И все же — письмо.
И все же письмо, в номере отеля, в каком-то большом городе, бесконечное турне, три месяца до смерти, в предрассветный час, идет дождь, барабанит по оконным гостиничным стеклам, а буквы детские, нетвердые.
Иногда мне так одиноко. Ночь моя безмолвна. Если бы я только мог спать. Я рад, что все ушли. Помоги мне, Господи.
Если бы кто-нибудь ко мне пришел, если бы кто-нибудь сел на мой диван. Я достала бы печенье, повернула ручку радио. Но как описать музыку? Кто понимает в музыке, тот может сказать «до», потом «ля» и все это в «анданте». Если понимаешь в нотах еще больше, можно написать целую симфонию, чтобы объяснить все звуки, какие хочешь, другим посвященным, а можно просто сидеть и слышать ноту за нотой в каждой капле, упавшей на землю.
Я могу сказать, что музыка громкая. Или быстрая, или медленная и тихая. Но это описание не точно: тот, кто слушает, тот, кто слушал бы, понял бы мое описание по-своему. Настоящее общение так и не состоялось бы.
8
Непогода не утихает, а наоборот. Сначала три ветреных дня. Младенческие одежки мечутся на ветру, прищепки не выдерживают, пластмасса трескается, спирали ломаются, кое-какая одежда падает на землю, в черные лужи. Потом возвращаются холода, и все замерзает. Одежда в лужах. Иней на окнах.
Но холода здесь ненадолго. Всего на несколько дней, чтобы можно было сказать, что все как обычно, все как раньше. Просто надо забыть, что это не закономерный, правильный мороз, а результат явления под названием global dimming — «глобальное потемнение»: выбросы в атмосферу, например, от реактивных самолетов, которые мешают проникновению солнечных лучей в атмосферу и временно смягчают парниковый эффект.

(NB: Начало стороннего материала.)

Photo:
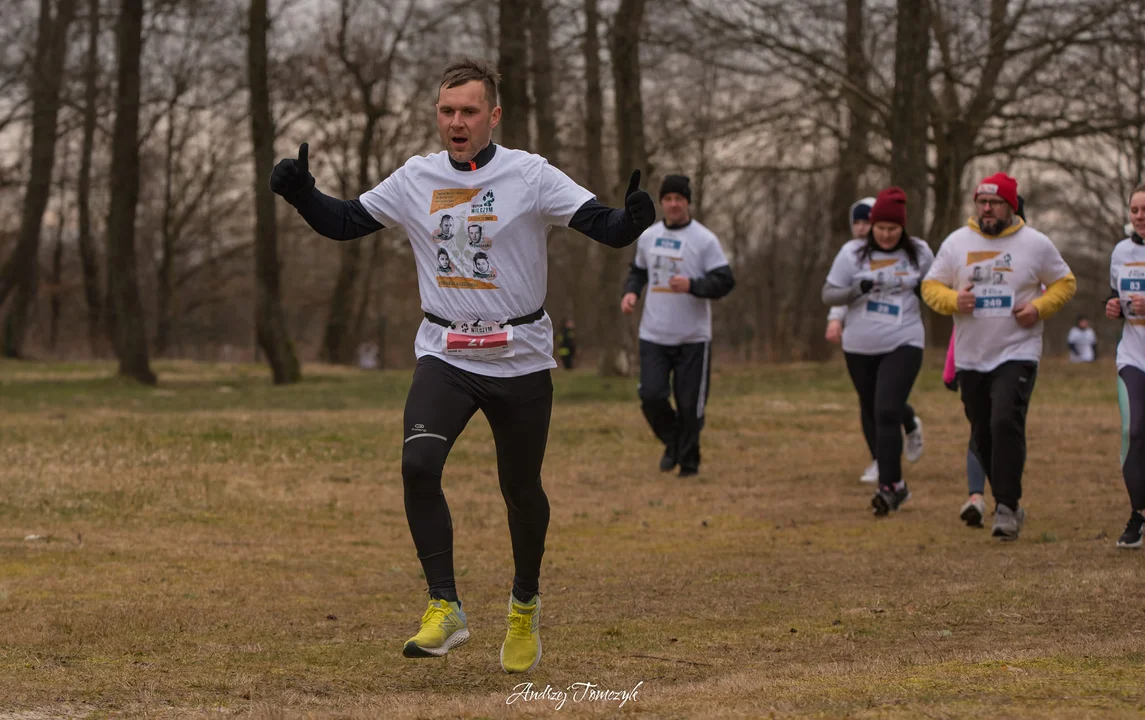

До речного порога шесть километров, до кафе, расположенного в красном домике с щелястыми окнами, инеем, розами, пончиками с яблочным джемом и горьким кофе, меж больших дорог, ведущих в прочь отсюда, в разные города, в Санкт-Петербург. Бурый порог реки шкворчит, переходите по мосту на свой страх и риск. Мостик висячий, остался после завода или электростанции, лед блестит, перила — тонкие, блестящие нити. Я стою у моста и смотрю на желтую, с напором падающую воду, уносящую льдины, которые разбиваются о камни, затем тают, постепенно. Несколько лет назад из-за обильных осадков талые воды были так объемны, что канализационные стоки переполнились, и отходы потекли в эту речку. Ничего нельзя было сделать, пришлось ждать, когда нечистоты протекут дальше и постепенно смешаются с водами мирового океана. Не стоит беспокоиться, ничего страшного. На других, больших мостах стоят рыбаки в оранжевой одежде. Я ни разу не видела их улов, целыми днями они неподвижно стоят и в воду не падают, в ледяную.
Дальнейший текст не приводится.